Question

POLAR..... Find area inside the circle r(\(\theta\))=2,
but outside the cardiod r(\(\theta\))=2-Cos(\(\theta\)).

Answer 1

https://www.desmos.com/calculator/azsqobis1k

Answer 2

I need someone to start me up, please.

Answer 3

@CallMeKiki

Answer 4

Sorry. I can't remember how to do this.

Answer 5

@wolf1728 can you help?

Answer 6

We know these are the intersection points because
\[2=2-2\cos\theta~~\implies~~\cos\theta=0\]
Notice that \(\dfrac{3\pi}{2}\) is an angle equivalent to \(-\dfrac{\pi}{2}\), so I'll use this instead. (If you actually meant the second curve to be \(2-\cos\theta\), like you wrote in your original question, the intersection points are the same.)

Now we set up the integral.
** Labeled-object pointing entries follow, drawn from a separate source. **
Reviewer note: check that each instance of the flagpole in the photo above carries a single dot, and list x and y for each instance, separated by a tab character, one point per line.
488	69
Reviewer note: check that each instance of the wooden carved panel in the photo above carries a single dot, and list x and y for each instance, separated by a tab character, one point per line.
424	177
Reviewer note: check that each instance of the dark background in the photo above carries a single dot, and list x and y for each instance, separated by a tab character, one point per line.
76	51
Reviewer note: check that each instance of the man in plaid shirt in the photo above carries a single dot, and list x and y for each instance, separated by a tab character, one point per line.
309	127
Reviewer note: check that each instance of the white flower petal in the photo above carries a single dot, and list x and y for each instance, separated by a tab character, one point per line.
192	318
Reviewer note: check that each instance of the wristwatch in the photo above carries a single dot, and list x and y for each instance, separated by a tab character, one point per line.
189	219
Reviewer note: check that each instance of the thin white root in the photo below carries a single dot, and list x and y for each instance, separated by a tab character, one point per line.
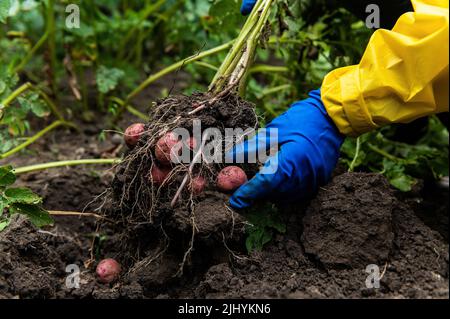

I'll use the more general double integral first:
\[A=\iint_D dA=\int_{-\pi/2}^{\pi/2}\int_{2-2\cos\theta}^{2}r\,dr\,d\theta\]
Integrating with respect to \(r\) gives you the formula you're probably more familiar with:
\[\begin{align*}A&=\int_{-\pi/2}^{\pi/2}\left(\frac{1}{2}\left[r^2\right]_{2-2\cos\theta}^{2}\right)\,d\theta\\\\
&=\frac{1}{2}\int_{-\pi/2}^{\pi/2}\left(2^2-(2-2\cos\theta)^2\right)\,d\theta
\end{align*}\]
Notice that due to the symmetry of both curves, we can rewrite as
\[A=2\times\frac{1}{2}\int_{0}^{\pi/2}\left(2^2-(2-2\cos\theta)^2\right)\,d\theta\]